Ein Blick aufs Völkerrecht vs. Schwarz-Weiß-Malerei

Bei genauerem Hinsehen

Aus Russlands Perspektive ist der Einmarsch in die Ukraine kein Bruch des Völkerrechts. von Felix Feistel Nun ist es also passiert: Russland hat Soldaten in die Ukraine entsandt und zerstört deren Militäreinrichtungen. Die Reflexe des Westens sind ebenso vorhersehbar wie undifferenziert. Mit vereinten Kräften macht der Westen Stimmung gegen Russland, stellt Wladimir Putin als alleinigen Aggressor dar, der gegen das Völkerrecht verstößt. Schaut man genauer hin, dann ist die Frage nach Recht und Unrecht nicht ganz so einfach zu beantworten, wie uns suggeriert wird. Als Russland am Morgen des 24. Februar 2022 eine Militäroperation auf ukrainischem Territorium begann, fielen die Reaktionen erwartungsgemäß aus. Wladimir Putin führe einen Angriffskrieg durch und habe damit das Völkerrecht gebrochen, tönten verschiedene Politiker und erklärten damit die Angelegenheit zum Privatvergnügen des diabolischen Putins. Mal ganz davon abgesehen, dass ein solches Aufheulen amerikanischer und deutscher Politiker und Medien mehr als heuchlerisch ist, stellt sich die Situation, wie immer, in Wirklichkeit komplexer dar, als es die Tagesschau und deren getreue Zuschauer verkraften können. Wovon ist die Rede, wenn hier vom Völkerrecht gesprochen wird? Das Völkerrecht besteht mittlerweile aus einer Vielzahl internationaler und bilateraler Verträge. Zentral ist aber die Charta der Vereinten Nationen, der sich fast alle Staaten der Erde verpflichtet haben. Dort heißt es in Artikel 2, Absatz 4:
„Alle Mitglieder unterlassen in ihren internationalen Beziehungen jede gegen die territoriale Unversehrtheit oder die politische Unabhängigkeit eines Staates gerichtete oder sonst mit den Zielen der Vereinten Nationen unvereinbare Androhung oder Anwendung von Gewalt.“
Das ist an sich eine sehr klare Regelung. Kein Land darf ein anderes angreifen. Also ist ein Militäreinsatz auf dem Gebiet eines anderen Landes ein Verstoß gegen die Charta der UN. Diese Vereinbarung ist jedoch nur so simpel, wenn die tatsächliche Situation so eindeutig ist. Würde beispielsweise Frankreich eines Tages plötzlich in Deutschland einmarschieren und Waffengewalt gegen die deutsche Bevölkerung oder militärische Einrichtungen anwenden, wäre die Situation ganz klar. In der Ukraine stellte sich die Lage aber etwas anders dar.

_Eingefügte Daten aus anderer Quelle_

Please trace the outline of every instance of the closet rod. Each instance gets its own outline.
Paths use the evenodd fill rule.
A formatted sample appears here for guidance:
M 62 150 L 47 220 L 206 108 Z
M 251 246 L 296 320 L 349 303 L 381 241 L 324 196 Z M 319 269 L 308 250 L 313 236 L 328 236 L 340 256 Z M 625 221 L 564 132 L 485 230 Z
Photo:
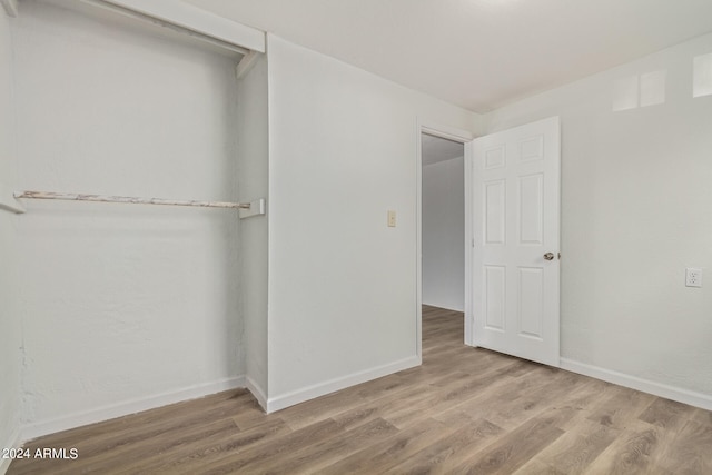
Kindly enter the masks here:
M 249 202 L 229 201 L 191 201 L 161 198 L 137 198 L 131 196 L 106 196 L 106 195 L 83 195 L 52 191 L 22 191 L 16 192 L 14 198 L 29 199 L 61 199 L 67 201 L 100 201 L 100 202 L 123 202 L 131 205 L 165 205 L 165 206 L 195 206 L 200 208 L 236 208 L 250 209 Z

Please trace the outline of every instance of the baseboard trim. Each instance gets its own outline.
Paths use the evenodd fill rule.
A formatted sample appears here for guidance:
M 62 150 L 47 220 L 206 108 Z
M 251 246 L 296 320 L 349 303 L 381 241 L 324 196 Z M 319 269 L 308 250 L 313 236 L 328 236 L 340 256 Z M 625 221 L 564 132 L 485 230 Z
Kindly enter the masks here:
M 643 393 L 649 393 L 655 396 L 664 397 L 666 399 L 672 399 L 679 403 L 689 404 L 691 406 L 701 407 L 706 410 L 712 410 L 712 396 L 706 394 L 695 393 L 693 390 L 655 383 L 649 379 L 643 379 L 636 376 L 626 375 L 624 373 L 587 365 L 585 363 L 575 362 L 568 358 L 561 358 L 560 367 L 572 373 L 577 373 L 580 375 L 591 376 L 596 379 L 617 384 L 619 386 L 630 387 L 631 389 L 642 390 Z
M 255 399 L 257 399 L 257 404 L 259 404 L 259 407 L 267 410 L 267 396 L 265 395 L 263 388 L 257 383 L 255 383 L 255 379 L 250 378 L 249 376 L 247 376 L 246 383 L 247 390 L 253 393 L 253 396 L 255 396 Z
M 20 444 L 20 431 L 14 429 L 10 437 L 6 441 L 4 445 L 0 446 L 0 451 L 3 448 L 20 448 L 22 444 Z M 0 475 L 4 475 L 10 468 L 11 458 L 2 458 L 2 454 L 0 454 Z
M 267 414 L 275 410 L 284 409 L 295 404 L 304 403 L 305 400 L 314 399 L 315 397 L 324 396 L 329 393 L 334 393 L 339 389 L 344 389 L 349 386 L 355 386 L 360 383 L 366 383 L 372 379 L 376 379 L 383 376 L 387 376 L 393 373 L 408 369 L 421 364 L 421 358 L 417 356 L 411 356 L 387 365 L 377 366 L 375 368 L 366 369 L 350 375 L 327 380 L 325 383 L 307 386 L 303 389 L 297 389 L 281 396 L 271 397 L 267 399 L 266 410 Z
M 155 409 L 182 400 L 196 399 L 222 390 L 246 387 L 245 376 L 224 378 L 212 383 L 189 386 L 182 389 L 161 393 L 152 396 L 126 400 L 81 413 L 24 425 L 21 429 L 22 441 L 31 441 L 47 434 L 67 431 L 75 427 L 95 424 L 142 410 Z

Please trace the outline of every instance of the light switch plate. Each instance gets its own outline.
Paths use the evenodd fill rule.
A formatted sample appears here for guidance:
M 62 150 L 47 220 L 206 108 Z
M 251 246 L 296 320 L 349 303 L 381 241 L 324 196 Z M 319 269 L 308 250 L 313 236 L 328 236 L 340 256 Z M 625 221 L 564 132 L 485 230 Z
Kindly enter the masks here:
M 396 211 L 388 210 L 388 227 L 389 228 L 396 227 Z
M 686 287 L 702 287 L 702 269 L 695 269 L 688 267 L 685 269 L 685 286 Z

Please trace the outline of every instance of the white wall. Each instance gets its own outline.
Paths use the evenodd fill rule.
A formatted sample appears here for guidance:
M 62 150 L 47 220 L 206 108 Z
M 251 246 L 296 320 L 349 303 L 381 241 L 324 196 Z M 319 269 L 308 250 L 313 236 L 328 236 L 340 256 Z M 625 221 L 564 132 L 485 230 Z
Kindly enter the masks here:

Eine Frage der Perspektive

Nach westlicher Lesart ist auch in der Ukraine die Situation eindeutig: Die Volksrepubliken Donezk und Lugansk sind Teile der Ukraine. Der Streit zwischen der Westukraine und diesen beiden ist daher eine innerukrainische Angelegenheit, in die sich kein Land einzumischen hat. Demnach war schon die Verlegung russischer Soldaten in diese Landesteile ein Verstoß gegen das Völkerrecht. Der Angriff auf militärische Einrichtungen der Ukraine ist ein fortgesetzter, gewaltsamerer Verstoß.
Aus russischer Sicht ist die Lage auch eindeutig, jedoch auf eine andere Art. Noch kurz vor dem Angriff hat Russland Donezk und Lugansk als unabhängige Volksrepubliken anerkannt. Somit sind die beiden Republiken keine Teile der Ukraine mehr, sondern unabhängige Staaten.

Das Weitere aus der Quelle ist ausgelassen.